Expedición estudiará la inusual actividad sísmica en la Antártica

Más de 30 mil temblores han detectado los sensores sísmicos y tecnologías satelitales que registran esta actividad en la Antártica, sólo en el período que va desde agosto del año pasado hasta hoy.

Además de esta alta cifra de movimientos telúricos, se identificó un gran incremento de la tasa de deformación de la corteza en más de un orden de magnitud. Ésta pasó de ser de algunos milímetros por año a 15 centímetros en 12 meses. Y a su vez, instrumentos ubicados en la isla Rey Jorge midieron en sólo cuatro meses -de septiembre a diciembre- de 2020, un desplazamiento de 5,5 cm en dirección noroeste. Es decir, un alejamiento del territorio donde están ubicadas las islas Shetland del Sur de la Península Antártica.

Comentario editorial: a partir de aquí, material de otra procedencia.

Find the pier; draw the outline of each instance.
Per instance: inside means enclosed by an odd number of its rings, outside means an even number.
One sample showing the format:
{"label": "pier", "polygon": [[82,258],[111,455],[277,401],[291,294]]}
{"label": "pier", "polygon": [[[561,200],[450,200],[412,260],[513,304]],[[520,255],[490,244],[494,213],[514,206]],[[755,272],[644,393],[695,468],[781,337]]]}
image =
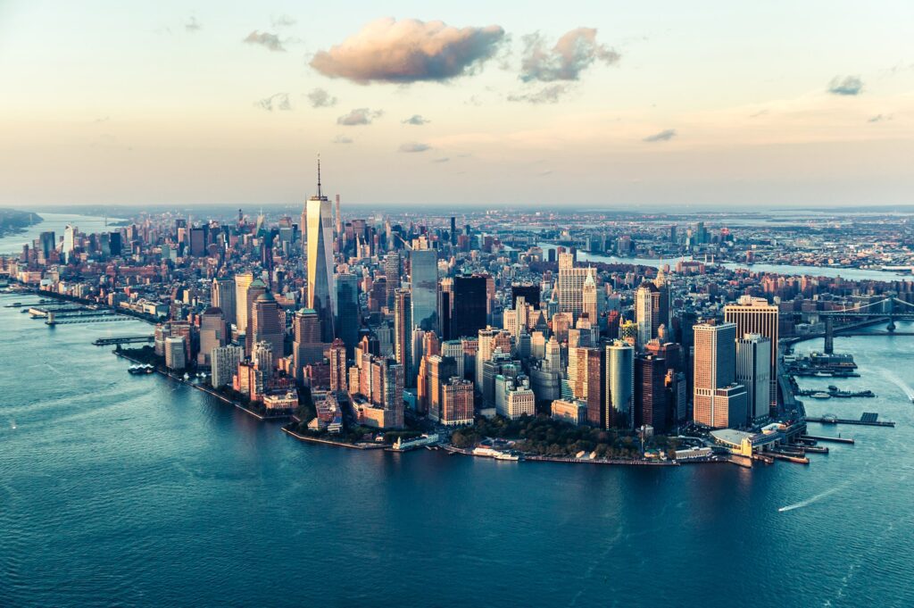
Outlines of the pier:
{"label": "pier", "polygon": [[109,347],[111,345],[137,344],[143,342],[152,342],[154,336],[122,336],[121,337],[100,337],[92,342],[96,347]]}
{"label": "pier", "polygon": [[854,440],[847,437],[825,437],[824,435],[802,435],[800,439],[808,439],[814,442],[832,442],[834,443],[854,444]]}
{"label": "pier", "polygon": [[807,422],[819,422],[821,424],[856,424],[857,426],[885,426],[885,427],[894,427],[895,422],[892,421],[880,421],[877,420],[879,414],[873,413],[872,411],[865,411],[860,420],[854,420],[851,418],[837,418],[834,414],[826,414],[821,418],[812,418],[807,416]]}

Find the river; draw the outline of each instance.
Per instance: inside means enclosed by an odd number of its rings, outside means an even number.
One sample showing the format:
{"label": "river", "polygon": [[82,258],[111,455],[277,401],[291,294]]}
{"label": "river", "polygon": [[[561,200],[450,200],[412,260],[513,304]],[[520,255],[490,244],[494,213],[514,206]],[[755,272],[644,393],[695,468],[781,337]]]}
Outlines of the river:
{"label": "river", "polygon": [[[539,243],[539,247],[541,247],[544,251],[547,251],[550,249],[555,249],[556,245],[550,243]],[[578,251],[578,260],[579,261],[602,261],[608,264],[638,264],[641,266],[648,266],[650,268],[662,268],[664,266],[669,266],[671,269],[675,270],[676,262],[682,259],[691,260],[692,258],[620,258],[615,255],[602,255],[600,253],[588,253],[587,251],[580,250]],[[729,268],[730,270],[743,268],[750,270],[753,272],[775,272],[777,274],[784,274],[787,276],[800,276],[807,274],[810,276],[825,276],[833,278],[840,276],[850,281],[914,281],[914,275],[910,272],[876,271],[863,268],[834,268],[831,266],[803,266],[799,264],[765,263],[748,265],[745,263],[731,261],[723,262],[720,265],[725,268]]]}
{"label": "river", "polygon": [[3,606],[914,605],[911,337],[837,338],[898,428],[746,470],[301,443],[90,344],[143,323],[0,323]]}
{"label": "river", "polygon": [[[105,219],[96,216],[84,216],[75,213],[48,213],[46,211],[37,211],[44,221],[33,224],[19,234],[9,234],[0,238],[0,255],[10,253],[21,253],[22,246],[32,246],[32,241],[38,238],[42,232],[53,230],[54,237],[60,240],[63,230],[68,224],[76,226],[80,231],[86,234],[101,233],[118,229],[116,227],[105,227]],[[108,218],[108,222],[118,221],[115,218]]]}

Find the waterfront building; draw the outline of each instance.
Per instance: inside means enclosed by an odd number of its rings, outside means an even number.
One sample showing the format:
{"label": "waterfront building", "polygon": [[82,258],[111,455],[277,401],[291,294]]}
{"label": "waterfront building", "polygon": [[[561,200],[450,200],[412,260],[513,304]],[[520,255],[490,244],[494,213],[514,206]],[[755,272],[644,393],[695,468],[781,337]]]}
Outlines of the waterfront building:
{"label": "waterfront building", "polygon": [[248,289],[245,292],[246,304],[245,304],[245,332],[244,332],[244,353],[250,357],[251,349],[254,347],[254,335],[253,331],[253,321],[251,320],[251,314],[254,310],[254,303],[259,297],[267,293],[266,284],[260,281],[260,279],[254,279],[248,285]]}
{"label": "waterfront building", "polygon": [[552,420],[570,422],[578,426],[588,422],[587,403],[579,400],[553,400],[549,411]]}
{"label": "waterfront building", "polygon": [[666,362],[654,355],[639,357],[635,361],[634,425],[646,424],[656,432],[666,432],[668,416]]}
{"label": "waterfront building", "polygon": [[244,359],[244,348],[232,345],[214,348],[210,354],[212,376],[210,383],[213,387],[231,384],[232,376],[238,371],[238,364]]}
{"label": "waterfront building", "polygon": [[249,327],[251,342],[270,344],[273,353],[273,363],[278,364],[279,359],[285,354],[285,321],[283,313],[271,293],[265,292],[254,301]]}
{"label": "waterfront building", "polygon": [[[394,293],[394,358],[407,368],[412,368],[412,294],[408,289]],[[408,380],[412,386],[412,380]]]}
{"label": "waterfront building", "polygon": [[441,385],[438,422],[446,426],[473,424],[473,382],[453,376]]}
{"label": "waterfront building", "polygon": [[343,340],[335,339],[330,345],[327,354],[330,359],[330,389],[346,392],[346,355]]}
{"label": "waterfront building", "polygon": [[432,420],[441,418],[441,387],[451,378],[457,376],[457,362],[450,357],[430,355],[425,357],[429,416]]}
{"label": "waterfront building", "polygon": [[771,341],[760,334],[746,334],[737,340],[736,381],[746,387],[749,421],[771,411]]}
{"label": "waterfront building", "polygon": [[768,304],[765,298],[741,296],[736,304],[724,306],[724,320],[736,324],[737,336],[758,334],[771,343],[769,371],[769,405],[777,407],[778,400],[778,307]]}
{"label": "waterfront building", "polygon": [[352,356],[358,343],[358,329],[361,325],[358,307],[358,277],[344,272],[336,277],[336,337],[343,340],[346,353]]}
{"label": "waterfront building", "polygon": [[244,336],[248,330],[248,288],[253,281],[251,272],[235,275],[235,327],[239,336]]}
{"label": "waterfront building", "polygon": [[634,426],[634,347],[622,340],[606,345],[606,429]]}
{"label": "waterfront building", "polygon": [[438,332],[438,252],[420,249],[409,252],[412,323],[424,331]]}
{"label": "waterfront building", "polygon": [[736,324],[702,323],[692,329],[693,421],[712,429],[745,424],[746,389],[736,383]]}
{"label": "waterfront building", "polygon": [[334,222],[330,200],[321,191],[321,163],[317,162],[317,194],[308,199],[302,225],[307,226],[307,307],[321,321],[321,341],[334,339],[336,286],[334,277]]}
{"label": "waterfront building", "polygon": [[209,307],[200,315],[200,352],[197,356],[198,366],[210,367],[210,356],[214,348],[224,347],[228,342],[226,321],[222,309]]}
{"label": "waterfront building", "polygon": [[306,365],[324,360],[324,342],[321,341],[321,320],[317,311],[303,308],[292,317],[292,376],[301,380]]}
{"label": "waterfront building", "polygon": [[635,291],[635,323],[637,328],[637,347],[644,348],[652,338],[657,336],[660,325],[660,290],[650,281],[645,281]]}
{"label": "waterfront building", "polygon": [[535,416],[537,413],[537,398],[530,389],[530,382],[526,377],[508,380],[504,399],[500,400],[501,404],[496,404],[495,411],[507,419]]}
{"label": "waterfront building", "polygon": [[181,371],[186,367],[185,358],[185,337],[172,336],[165,338],[165,367],[175,371]]}
{"label": "waterfront building", "polygon": [[235,312],[235,296],[237,287],[231,279],[213,279],[210,299],[213,306],[222,311],[226,323],[238,323]]}

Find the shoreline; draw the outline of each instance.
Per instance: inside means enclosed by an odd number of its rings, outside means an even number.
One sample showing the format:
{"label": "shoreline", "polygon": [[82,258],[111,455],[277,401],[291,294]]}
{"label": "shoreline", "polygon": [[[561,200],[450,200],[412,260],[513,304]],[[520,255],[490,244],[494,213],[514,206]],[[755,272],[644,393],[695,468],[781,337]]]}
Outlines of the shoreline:
{"label": "shoreline", "polygon": [[[44,292],[42,290],[35,290],[35,289],[29,288],[28,286],[26,286],[26,289],[27,289],[28,292],[30,293],[32,293],[33,295],[37,295],[37,296],[48,295],[48,297],[56,298],[56,299],[58,299],[58,300],[64,300],[64,301],[70,301],[71,300],[71,298],[62,297],[60,294],[54,293],[53,292]],[[116,311],[116,309],[112,309],[112,310],[115,310],[115,312],[118,312],[118,311]],[[150,325],[153,324],[153,322],[150,321],[150,320],[148,320],[148,319],[143,319],[143,318],[140,318],[140,317],[134,317],[134,316],[130,315],[125,315],[124,316],[130,316],[132,318],[136,319],[137,321],[143,321],[143,322],[145,322],[147,324],[150,324]],[[132,361],[132,362],[133,362],[133,363],[135,363],[137,365],[140,365],[140,364],[143,363],[142,361],[139,361],[138,359],[135,359],[133,357],[130,357],[129,355],[125,354],[124,352],[122,352],[121,350],[115,349],[115,350],[112,350],[111,352],[112,354],[114,354],[115,356],[127,359],[128,361]],[[256,411],[249,410],[248,408],[244,407],[240,403],[233,401],[232,400],[228,399],[228,397],[219,394],[218,392],[213,390],[212,389],[209,389],[208,387],[205,387],[205,386],[202,386],[202,385],[199,385],[199,384],[196,384],[194,382],[190,382],[189,380],[186,380],[186,379],[184,379],[183,378],[181,378],[179,376],[175,376],[175,375],[172,375],[171,373],[168,373],[167,371],[163,371],[163,370],[159,369],[157,367],[154,368],[154,371],[155,371],[155,373],[157,373],[157,374],[159,374],[161,376],[164,376],[165,378],[171,379],[173,380],[175,380],[175,381],[180,382],[182,384],[185,384],[186,386],[189,386],[189,387],[192,387],[194,389],[197,389],[197,390],[205,392],[207,395],[210,395],[211,397],[215,397],[216,399],[218,399],[219,400],[223,401],[224,403],[227,403],[228,405],[233,405],[236,408],[238,408],[239,410],[244,411],[246,414],[249,414],[250,416],[251,416],[253,418],[256,418],[260,421],[280,421],[280,420],[287,420],[287,419],[290,419],[290,418],[294,418],[294,416],[292,415],[292,414],[282,414],[281,416],[263,416],[261,414],[257,413]],[[383,450],[386,447],[389,447],[389,446],[388,446],[387,444],[384,444],[384,443],[377,444],[377,445],[375,445],[375,444],[372,444],[372,443],[361,443],[361,444],[359,444],[359,443],[343,443],[343,442],[335,442],[335,441],[332,441],[332,440],[320,439],[320,438],[317,438],[317,437],[308,437],[308,436],[305,436],[305,435],[302,435],[302,434],[300,434],[298,432],[295,432],[294,431],[292,431],[292,430],[286,428],[286,426],[287,425],[283,425],[281,428],[281,431],[282,432],[285,432],[286,434],[290,435],[291,437],[292,437],[294,439],[297,439],[297,440],[299,440],[301,442],[307,443],[321,443],[321,444],[324,444],[324,445],[330,445],[330,446],[334,446],[334,447],[341,447],[341,448],[347,448],[347,449],[352,449],[352,450],[362,450],[362,451]],[[441,444],[441,448],[442,450],[444,450],[445,452],[447,452],[449,454],[460,453],[462,455],[473,456],[473,457],[476,457],[476,458],[488,458],[489,460],[494,460],[494,459],[487,457],[487,456],[478,456],[476,454],[472,453],[472,452],[470,450],[463,450],[462,448],[456,448],[456,447],[453,447],[452,445],[450,445],[450,444]],[[533,456],[524,456],[522,460],[529,460],[529,461],[532,461],[532,462],[539,462],[539,463],[560,463],[560,464],[604,464],[604,465],[621,465],[621,466],[680,466],[681,465],[681,464],[678,463],[678,462],[663,462],[663,461],[653,462],[653,461],[647,461],[647,460],[582,460],[582,459],[578,459],[578,458],[572,458],[570,456],[564,456],[563,457],[563,456],[540,456],[540,455],[533,455]],[[514,461],[514,462],[518,462],[518,461]],[[728,461],[700,461],[700,462],[696,461],[696,462],[693,462],[693,463],[690,463],[690,464],[702,464],[702,463],[717,463],[717,462],[728,462]]]}
{"label": "shoreline", "polygon": [[[133,363],[136,363],[137,365],[143,365],[143,361],[135,359],[133,357],[131,357],[130,355],[127,355],[127,354],[125,354],[125,353],[123,353],[123,352],[122,352],[120,350],[112,350],[112,353],[113,353],[117,357],[120,357],[122,358],[125,358],[128,361],[133,361]],[[154,368],[154,371],[155,371],[155,373],[160,374],[162,376],[165,376],[165,378],[169,378],[169,379],[171,379],[173,380],[180,382],[181,384],[185,384],[186,386],[192,387],[194,389],[197,389],[197,390],[200,390],[202,392],[207,393],[207,395],[215,397],[216,399],[218,399],[218,400],[221,400],[221,401],[223,401],[225,403],[228,403],[228,405],[234,405],[239,410],[244,411],[247,414],[250,414],[250,415],[253,416],[254,418],[258,419],[259,421],[272,421],[272,420],[284,420],[284,419],[289,418],[289,414],[282,414],[281,416],[264,416],[262,414],[259,414],[256,411],[254,411],[253,410],[249,410],[248,408],[244,407],[243,405],[241,405],[238,401],[233,401],[230,399],[228,399],[228,397],[226,397],[225,395],[220,395],[219,393],[218,393],[217,391],[213,390],[212,389],[209,389],[209,388],[205,387],[205,386],[201,386],[199,384],[195,384],[194,382],[191,382],[189,380],[186,380],[183,378],[180,378],[178,376],[174,376],[174,375],[172,375],[172,374],[170,374],[170,373],[168,373],[166,371],[162,371],[158,368]]]}

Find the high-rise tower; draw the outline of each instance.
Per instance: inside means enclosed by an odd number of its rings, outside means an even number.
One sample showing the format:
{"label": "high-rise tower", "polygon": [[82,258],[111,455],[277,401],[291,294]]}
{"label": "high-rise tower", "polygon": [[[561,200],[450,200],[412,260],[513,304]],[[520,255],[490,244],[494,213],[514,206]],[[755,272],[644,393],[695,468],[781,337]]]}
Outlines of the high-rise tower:
{"label": "high-rise tower", "polygon": [[308,227],[308,308],[321,320],[323,342],[333,342],[334,316],[336,312],[336,286],[334,283],[334,221],[330,200],[321,191],[321,161],[317,161],[317,194],[308,199],[305,208]]}

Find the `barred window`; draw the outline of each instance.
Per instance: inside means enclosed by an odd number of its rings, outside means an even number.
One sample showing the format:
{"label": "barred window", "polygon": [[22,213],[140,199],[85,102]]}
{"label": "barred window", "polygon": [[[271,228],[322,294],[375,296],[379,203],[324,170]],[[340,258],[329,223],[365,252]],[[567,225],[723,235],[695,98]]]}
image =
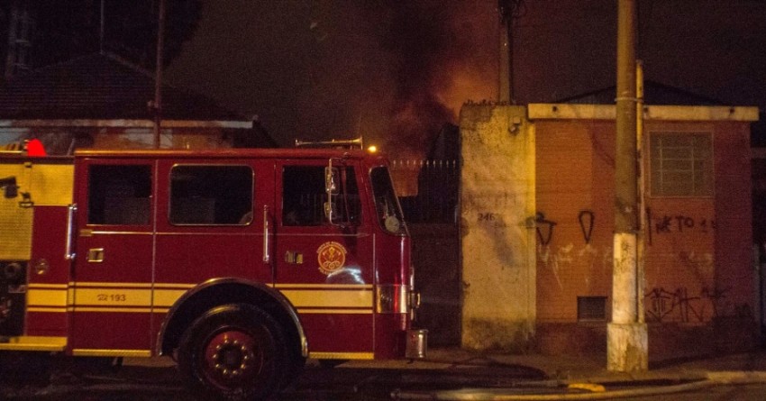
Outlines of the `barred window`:
{"label": "barred window", "polygon": [[709,132],[650,133],[653,196],[711,196],[713,141]]}

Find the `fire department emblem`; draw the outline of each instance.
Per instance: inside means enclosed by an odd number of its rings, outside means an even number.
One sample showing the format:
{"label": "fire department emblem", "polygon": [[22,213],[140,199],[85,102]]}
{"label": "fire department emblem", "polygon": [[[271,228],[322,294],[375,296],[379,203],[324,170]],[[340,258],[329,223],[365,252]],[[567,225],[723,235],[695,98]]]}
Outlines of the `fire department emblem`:
{"label": "fire department emblem", "polygon": [[342,269],[346,263],[346,249],[338,242],[324,242],[316,250],[319,271],[330,274]]}

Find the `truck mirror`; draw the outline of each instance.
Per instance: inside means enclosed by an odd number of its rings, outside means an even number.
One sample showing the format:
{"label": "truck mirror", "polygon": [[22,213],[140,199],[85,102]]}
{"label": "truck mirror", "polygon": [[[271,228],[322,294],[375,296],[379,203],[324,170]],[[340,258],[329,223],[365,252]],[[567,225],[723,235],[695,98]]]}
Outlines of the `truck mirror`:
{"label": "truck mirror", "polygon": [[[332,162],[331,162],[332,163]],[[330,165],[324,168],[324,191],[328,195],[338,195],[338,169]]]}
{"label": "truck mirror", "polygon": [[334,202],[324,202],[324,217],[331,224],[338,223],[338,208]]}
{"label": "truck mirror", "polygon": [[0,178],[0,187],[5,189],[5,197],[8,199],[13,199],[19,196],[19,186],[16,185],[15,177]]}
{"label": "truck mirror", "polygon": [[324,168],[324,192],[327,194],[327,202],[324,202],[324,218],[331,224],[337,223],[335,221],[337,219],[337,210],[335,209],[333,196],[340,193],[340,187],[338,187],[339,174],[340,170],[333,167],[333,159],[331,159],[327,167]]}

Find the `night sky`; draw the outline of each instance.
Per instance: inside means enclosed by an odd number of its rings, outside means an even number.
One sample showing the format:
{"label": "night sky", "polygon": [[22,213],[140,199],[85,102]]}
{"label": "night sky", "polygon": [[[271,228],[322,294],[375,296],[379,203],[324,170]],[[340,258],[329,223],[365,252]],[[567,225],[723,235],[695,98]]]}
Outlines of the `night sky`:
{"label": "night sky", "polygon": [[[766,1],[639,0],[646,79],[766,108]],[[616,82],[616,0],[525,0],[519,105]],[[355,138],[418,156],[467,101],[497,96],[496,0],[203,0],[166,78],[258,115],[281,144]]]}

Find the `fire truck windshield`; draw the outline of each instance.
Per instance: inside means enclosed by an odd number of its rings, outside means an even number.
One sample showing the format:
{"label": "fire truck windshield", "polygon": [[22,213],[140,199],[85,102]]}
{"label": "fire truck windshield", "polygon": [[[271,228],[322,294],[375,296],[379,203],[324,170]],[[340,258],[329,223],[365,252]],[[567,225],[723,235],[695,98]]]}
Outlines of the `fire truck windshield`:
{"label": "fire truck windshield", "polygon": [[388,169],[385,167],[376,167],[372,169],[369,176],[372,181],[372,192],[375,196],[378,221],[388,232],[406,234],[406,225],[397,194],[394,192]]}

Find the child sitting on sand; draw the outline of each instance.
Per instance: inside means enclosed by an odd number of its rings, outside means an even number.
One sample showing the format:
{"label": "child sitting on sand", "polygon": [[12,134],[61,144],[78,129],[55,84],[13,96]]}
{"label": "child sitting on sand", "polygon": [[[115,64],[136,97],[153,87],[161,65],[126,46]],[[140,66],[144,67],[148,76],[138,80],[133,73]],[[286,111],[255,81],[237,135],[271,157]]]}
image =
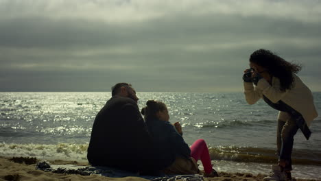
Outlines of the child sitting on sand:
{"label": "child sitting on sand", "polygon": [[169,121],[166,105],[160,101],[147,101],[147,106],[141,110],[160,159],[159,164],[165,169],[163,171],[171,174],[200,173],[197,160],[203,164],[204,176],[218,176],[212,168],[206,143],[203,139],[197,140],[189,148],[182,137],[182,128],[178,122],[174,126]]}

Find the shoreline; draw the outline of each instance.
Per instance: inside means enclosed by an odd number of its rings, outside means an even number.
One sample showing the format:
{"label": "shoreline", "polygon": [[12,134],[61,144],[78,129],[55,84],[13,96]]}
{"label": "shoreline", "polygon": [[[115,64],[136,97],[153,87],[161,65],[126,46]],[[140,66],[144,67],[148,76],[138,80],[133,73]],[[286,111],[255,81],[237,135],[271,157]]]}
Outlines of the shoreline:
{"label": "shoreline", "polygon": [[[23,158],[23,160],[25,158]],[[53,172],[46,172],[44,171],[36,169],[36,165],[39,160],[34,158],[28,165],[24,162],[21,163],[21,160],[12,160],[10,157],[0,157],[0,180],[119,180],[119,181],[131,181],[131,180],[149,180],[140,177],[130,176],[125,178],[108,178],[99,175],[80,176],[75,174],[55,173]],[[89,165],[88,162],[79,162],[77,161],[68,161],[62,160],[49,160],[52,165],[74,165],[86,166]],[[209,181],[259,181],[263,180],[266,175],[258,174],[253,175],[248,173],[227,173],[218,172],[219,177],[217,178],[204,178],[204,180]],[[313,179],[296,179],[297,181],[316,181]]]}

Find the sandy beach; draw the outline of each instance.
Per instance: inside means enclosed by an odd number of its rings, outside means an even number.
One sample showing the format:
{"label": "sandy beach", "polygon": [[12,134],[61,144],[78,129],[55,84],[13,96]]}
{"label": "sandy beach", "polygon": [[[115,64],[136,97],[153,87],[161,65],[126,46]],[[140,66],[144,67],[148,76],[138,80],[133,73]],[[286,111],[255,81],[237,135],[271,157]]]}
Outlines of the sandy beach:
{"label": "sandy beach", "polygon": [[[71,181],[71,180],[148,180],[139,177],[126,177],[126,178],[108,178],[98,175],[80,176],[74,174],[61,174],[52,172],[46,172],[36,170],[35,169],[36,163],[32,160],[27,164],[24,162],[19,162],[19,160],[13,160],[12,158],[0,158],[0,180],[44,180],[44,181]],[[49,160],[53,165],[88,165],[88,162],[78,162],[76,161],[64,160]],[[219,172],[219,177],[217,178],[205,178],[205,180],[209,181],[257,181],[263,180],[265,176],[259,174],[253,176],[246,173],[225,173]],[[297,179],[298,181],[312,181],[316,180]]]}

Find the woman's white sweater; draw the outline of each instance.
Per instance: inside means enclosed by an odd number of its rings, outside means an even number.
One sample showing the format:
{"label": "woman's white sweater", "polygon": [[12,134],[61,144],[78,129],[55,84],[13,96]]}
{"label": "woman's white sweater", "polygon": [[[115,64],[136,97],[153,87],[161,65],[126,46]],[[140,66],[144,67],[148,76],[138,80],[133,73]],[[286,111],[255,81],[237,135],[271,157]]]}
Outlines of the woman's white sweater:
{"label": "woman's white sweater", "polygon": [[[244,82],[244,94],[246,101],[249,104],[255,104],[265,95],[273,103],[281,100],[292,108],[300,112],[310,126],[311,122],[318,117],[313,103],[313,97],[310,89],[295,74],[294,86],[286,91],[280,90],[280,81],[272,77],[272,85],[264,78],[261,79],[255,87],[252,82]],[[289,115],[284,112],[280,112],[278,119],[287,121]]]}

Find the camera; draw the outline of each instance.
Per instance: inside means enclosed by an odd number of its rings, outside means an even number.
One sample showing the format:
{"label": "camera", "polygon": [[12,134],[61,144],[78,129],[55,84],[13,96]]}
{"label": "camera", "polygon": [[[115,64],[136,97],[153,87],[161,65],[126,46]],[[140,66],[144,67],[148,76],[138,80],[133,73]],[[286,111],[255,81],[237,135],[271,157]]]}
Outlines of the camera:
{"label": "camera", "polygon": [[252,82],[252,73],[254,71],[254,69],[250,68],[245,71],[244,75],[243,75],[243,80],[246,82]]}

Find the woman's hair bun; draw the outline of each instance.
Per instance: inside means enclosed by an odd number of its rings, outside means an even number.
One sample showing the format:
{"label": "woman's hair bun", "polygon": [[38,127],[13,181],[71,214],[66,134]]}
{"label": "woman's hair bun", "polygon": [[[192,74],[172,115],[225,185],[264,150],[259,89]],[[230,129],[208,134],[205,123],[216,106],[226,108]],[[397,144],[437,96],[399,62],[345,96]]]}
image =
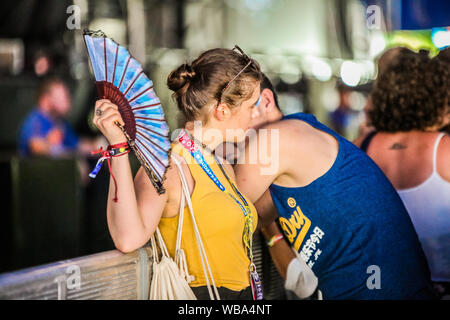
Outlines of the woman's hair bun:
{"label": "woman's hair bun", "polygon": [[188,64],[182,64],[172,71],[167,78],[167,86],[170,90],[177,92],[195,77],[194,69]]}

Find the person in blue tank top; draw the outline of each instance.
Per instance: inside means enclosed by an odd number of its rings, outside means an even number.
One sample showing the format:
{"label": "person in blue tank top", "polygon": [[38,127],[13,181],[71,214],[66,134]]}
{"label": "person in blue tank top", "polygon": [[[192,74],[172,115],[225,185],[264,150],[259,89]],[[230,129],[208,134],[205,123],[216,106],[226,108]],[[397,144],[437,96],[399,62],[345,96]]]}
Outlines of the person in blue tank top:
{"label": "person in blue tank top", "polygon": [[[273,97],[261,91],[260,110],[273,109]],[[323,298],[435,298],[412,222],[381,169],[313,115],[260,113],[265,124],[235,166],[239,189],[255,203],[265,236],[279,219]],[[278,243],[271,254],[286,272],[295,255]]]}

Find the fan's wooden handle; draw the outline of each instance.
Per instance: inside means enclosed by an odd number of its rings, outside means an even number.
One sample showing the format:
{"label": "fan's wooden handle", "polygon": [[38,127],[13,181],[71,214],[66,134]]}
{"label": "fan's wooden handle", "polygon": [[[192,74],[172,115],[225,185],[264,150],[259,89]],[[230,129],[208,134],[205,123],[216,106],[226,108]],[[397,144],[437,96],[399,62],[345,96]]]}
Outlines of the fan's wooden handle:
{"label": "fan's wooden handle", "polygon": [[153,186],[155,187],[158,194],[163,194],[166,192],[164,189],[162,182],[159,181],[158,177],[155,175],[155,173],[150,169],[148,164],[145,162],[144,157],[142,156],[139,149],[136,148],[134,140],[130,138],[128,133],[125,131],[125,128],[117,121],[114,122],[123,132],[125,137],[127,138],[128,144],[130,145],[131,149],[133,149],[134,154],[136,155],[136,158],[138,158],[141,165],[144,167],[145,172],[147,173],[148,177],[150,178],[150,181],[152,182]]}

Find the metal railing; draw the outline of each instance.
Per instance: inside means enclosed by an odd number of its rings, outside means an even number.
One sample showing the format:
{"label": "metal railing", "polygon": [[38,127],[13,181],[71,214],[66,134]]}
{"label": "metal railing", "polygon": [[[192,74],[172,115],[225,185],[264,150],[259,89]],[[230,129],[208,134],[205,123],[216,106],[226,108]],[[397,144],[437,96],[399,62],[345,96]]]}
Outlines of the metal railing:
{"label": "metal railing", "polygon": [[146,300],[151,250],[106,251],[0,275],[0,299]]}
{"label": "metal railing", "polygon": [[[267,300],[285,299],[281,279],[259,233],[253,256]],[[0,274],[3,300],[147,300],[152,250],[106,251],[76,259]]]}

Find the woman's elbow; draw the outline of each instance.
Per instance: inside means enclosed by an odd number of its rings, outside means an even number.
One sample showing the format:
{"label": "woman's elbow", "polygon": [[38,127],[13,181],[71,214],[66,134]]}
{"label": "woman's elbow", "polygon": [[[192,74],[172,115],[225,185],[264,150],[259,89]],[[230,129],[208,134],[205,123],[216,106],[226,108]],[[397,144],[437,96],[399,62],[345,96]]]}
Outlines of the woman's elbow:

Tras el sismo de magnitud 7.1 Richter registrado el fin de semana pasado, esta situación -que había sido expuesta- retomó visibilidad.

El mecanismo de ese último terremoto corresponde a una falla tectónica de extensión, similar a los mecanismos de los principales sismos que habían estado ocurriendo desde agosto. Esto hace suponer que el origen de estos eventos pueda estar asociado a un mismo proceso sismotectónico y eventualmente también a un proceso volcánico, según especialistas de la Universidad de Chile.

Justamente confirmar o descartar la veracidad de esta suposición es uno de los fines de la expedición que el viernes 5 de febrero emprenderá un grupo de científicos que viajará al Continente Blanco, en una iniciativa impulsada por el Programa de Riesgo Sísmico (PRS) y el Centro Sismológico Nacional (CSN) de la Facultad de Ciencias Físicas y Matemáticas de la Universidad de Chile (FCFM), junto al Instituto Antártico Chileno (Inach).

El estudio partirá con la instalación de instrumentos geofísicos, entre ellos estaciones sismológicas, en las bases Profesor Julio Escudero, Capitán Arturo Prat y General Bernardo O’Higgins, lo que permitirá al país volver a contar con equipamiento sismológico propio en la Antártica.

¿un patrón?
Mediante esta investigación, los expertos buscarán comprender el aumento de la tasa de deformación observada y la anómala actividad sísmica. Esto, tomando en cuenta que las medidas de la deformación de la corteza registradas el último tiempo se parecen a la situación que fue se observó antes del terremoto de Antofagasta de 1995 y el de El Maule de 2010.

El director del Programa Riesgo Sísmico, Jaime Campos, destacó que «la FCFM de la U. de Chile estuvo en el origen de los primeros estudios geofísicos desarrollados por Chile en la Antártica hace más de 60 años. Hoy renueva su compromiso con el país poniendo su capacidad científica y tecnológica al servicio de un esfuerzo en colaboración con Inach, con el objetivo de densificar con instrumentos geofísicos modernos, incluyendo tecnologías satelitales que permitan generar información clave para el desarrollo e identificación de geoamenazas en el territorio austral del país que conforman la Patagonia y la Antártica».

El dr. Marcelo Leppe, director del Inach, añadió que para ellos es «vital contar con información sísmica fundamental para la toma de decisiones y una adecuada evaluación del riesgo, tema en el que la alianza con el Programa de Riesgo Sísmico será clave».